# Lots & Lots of lost mail??



## azmike (Jan 4, 2015)

We all knew this anyway!!

U.S. Postal Service inspector general estimates billions of delayed mail pieces - The Washington Post


----------



## somedevildawg (Jun 20, 2011)

Id just as soon them close the post office down.....it's been a money loser for many, many years. Not to mention, they've lost several packages, never to be found with little to no insurance.....


----------



## azmike (Jan 4, 2015)

I bought a small control key for a SVEA camp stove on ebay. It was mailed the first of August---I received it last week! I had already been refunded as a loss. Oh yea, it had to make it from SOCAL to AZ.


----------



## ozarkian (Dec 11, 2010)

somedevildawg said:


> Id just as soon them close the post office down.....it's been a money loser for many, many years. Not to mention, they've lost several packages, never to be found with little to no insurance.....












* "Clavins"*


----------



## ozarkian (Dec 11, 2010)

azmike said:


> I bought a small control key for a SVEA camp stove on ebay. It was mailed the first of August---I received it last week! I had already been refunded as a loss. Oh yea, it had to make it from SOCAL to AZ.












* NEWMAN*


----------



## mlappin (Jun 25, 2009)

I ordered a manual for my Cummins when I first bought it, took five weeks to show up and it had seen more of this country than I have by time it finally made it here.

If I'm shopping Ebay or Amazon I'll purposely pass up an item that is going to be mailed USPS. I've had the item show up a few times before their tracking ever got updated. Or if multiple purchases I'll have the UPS/Fedex stuff show up in a day o two while the USPS takes at least 4 days if not a week.


----------



## Teslan (Aug 20, 2011)

I don't mind the U.S. mail. Besides the junk mail of course. Since they have started to deliver for Amazon Prime I've liked it. Never a lost package yet. And better then Fed ex or UPS I know when an item is going to be delivered. Not just sometime before 8pm, but somewhere between 11:00am and 1pm depending on what day it is. Which is helpful if something needs to be signed for.


----------



## mlappin (Jun 25, 2009)

Teslan said:


> I don't mind the U.S. mail. Besides the junk mail of course. Since they have started to deliver for Amazon Prime I've liked it. Never a lost package yet. And better then Fed ex or UPS I know when an item is going to be delivered. Not just sometime before 8pm, but somewhere between 11:00am and 1pm depending on what day it is. Which is helpful if something needs to be signed for.
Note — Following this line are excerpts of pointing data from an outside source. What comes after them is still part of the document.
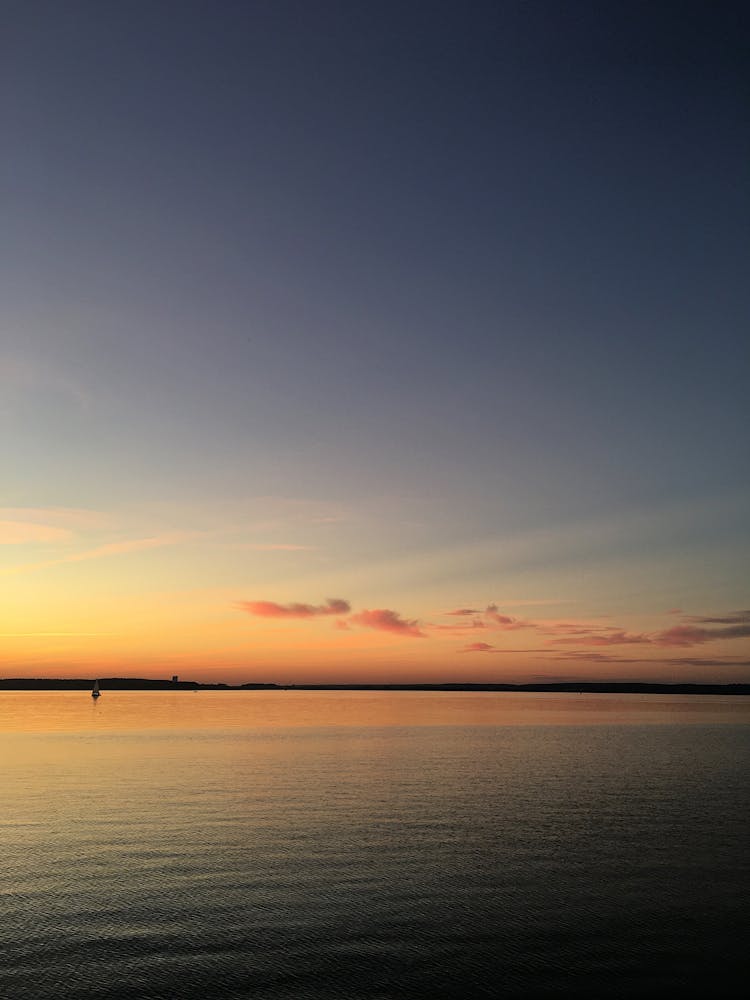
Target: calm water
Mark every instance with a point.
(371, 845)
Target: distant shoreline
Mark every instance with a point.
(562, 687)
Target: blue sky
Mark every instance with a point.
(449, 276)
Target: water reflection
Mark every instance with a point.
(73, 711)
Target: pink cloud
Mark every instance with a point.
(608, 639)
(386, 620)
(270, 609)
(692, 635)
(466, 629)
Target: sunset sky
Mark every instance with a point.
(374, 341)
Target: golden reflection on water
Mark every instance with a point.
(76, 711)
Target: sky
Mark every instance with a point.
(359, 342)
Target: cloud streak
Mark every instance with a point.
(386, 620)
(270, 609)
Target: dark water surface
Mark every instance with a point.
(172, 845)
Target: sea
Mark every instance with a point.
(312, 845)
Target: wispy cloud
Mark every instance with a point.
(385, 620)
(102, 551)
(31, 532)
(270, 547)
(270, 609)
(615, 638)
(692, 635)
(735, 618)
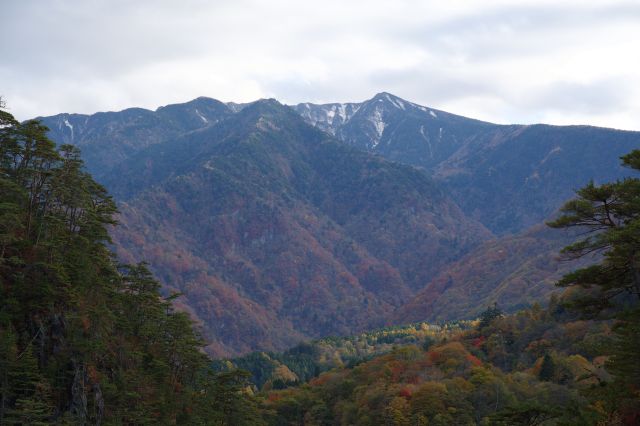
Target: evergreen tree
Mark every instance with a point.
(609, 215)
(82, 339)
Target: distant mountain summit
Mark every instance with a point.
(284, 223)
(509, 177)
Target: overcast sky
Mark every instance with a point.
(562, 62)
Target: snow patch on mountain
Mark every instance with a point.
(378, 123)
(202, 117)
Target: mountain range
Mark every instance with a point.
(281, 223)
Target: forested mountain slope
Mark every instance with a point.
(276, 232)
(509, 177)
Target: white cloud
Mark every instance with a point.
(503, 61)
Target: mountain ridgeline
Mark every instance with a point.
(279, 224)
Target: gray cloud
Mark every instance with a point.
(497, 60)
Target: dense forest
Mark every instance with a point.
(83, 339)
(574, 362)
(86, 340)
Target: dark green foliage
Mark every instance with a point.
(548, 368)
(609, 215)
(307, 360)
(81, 340)
(489, 315)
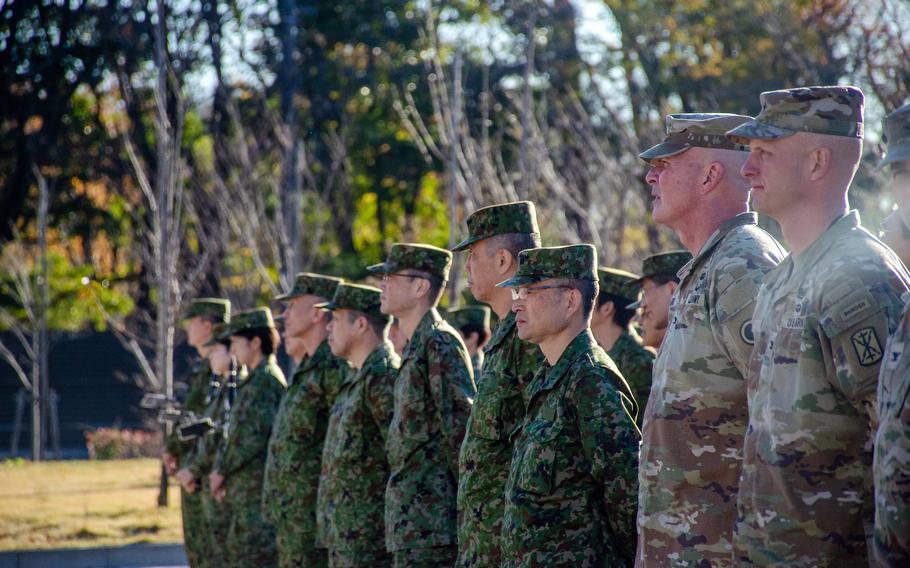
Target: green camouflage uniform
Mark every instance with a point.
(571, 492)
(486, 453)
(891, 465)
(696, 417)
(195, 530)
(509, 365)
(820, 323)
(295, 448)
(433, 393)
(354, 465)
(241, 459)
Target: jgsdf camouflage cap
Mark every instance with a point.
(469, 315)
(218, 309)
(619, 283)
(575, 262)
(896, 133)
(704, 130)
(516, 217)
(427, 258)
(664, 263)
(307, 283)
(837, 111)
(257, 318)
(355, 297)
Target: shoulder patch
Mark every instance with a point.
(867, 346)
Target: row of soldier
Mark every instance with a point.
(776, 430)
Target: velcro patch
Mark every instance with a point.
(867, 347)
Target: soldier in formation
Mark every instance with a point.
(775, 423)
(695, 419)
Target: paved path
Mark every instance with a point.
(134, 556)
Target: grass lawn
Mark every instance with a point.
(82, 504)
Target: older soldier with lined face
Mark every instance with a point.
(695, 418)
(496, 235)
(820, 323)
(891, 465)
(570, 496)
(433, 393)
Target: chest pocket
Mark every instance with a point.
(538, 458)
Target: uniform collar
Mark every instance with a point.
(740, 220)
(549, 376)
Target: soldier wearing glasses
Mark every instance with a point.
(433, 393)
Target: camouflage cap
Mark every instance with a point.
(218, 309)
(575, 262)
(355, 297)
(704, 130)
(664, 263)
(469, 315)
(896, 133)
(427, 258)
(837, 111)
(307, 283)
(257, 318)
(517, 217)
(619, 283)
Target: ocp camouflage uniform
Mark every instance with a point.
(507, 366)
(636, 363)
(433, 393)
(354, 465)
(571, 491)
(821, 319)
(251, 539)
(295, 448)
(820, 323)
(695, 420)
(486, 453)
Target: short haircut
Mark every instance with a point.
(378, 325)
(622, 315)
(269, 338)
(588, 289)
(513, 242)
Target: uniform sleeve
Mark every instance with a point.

UPS gives me a time for delivery&#8230;

Do you have the latest app from them? Usually pretty spot on unless the new driver is at the wheel, I don't see her lasting thru the Christmas blitz.


----------



## Teslan (Aug 20, 2011)

mlappin said:


> UPS gives me a time for delivery&#8230;
> 
> Do you have the latest app from them? Usually pretty spot on unless the new driver is at the wheel, I don't see her lasting thru the Christmas blitz.


I just get a text that it will be delivered before 8pm. I didn't know they had an app.


----------



## CowboyRam (Dec 13, 2015)

I sent my son a birthday card; his birthday is on September 24; it went out about a week before, and he still has not got it yet. My mother send him a card two days later, and he got that one. Unless my ex intercepted it, and trying to make me look like I don't care about him. Her and I don't get along to well. I hope she is not that petty, but would not put it past her.

When I was in college I needed something from home, my parents sent it to me; finally a month later it showed up. By that time I had already gone home and picked up the info I needed.


----------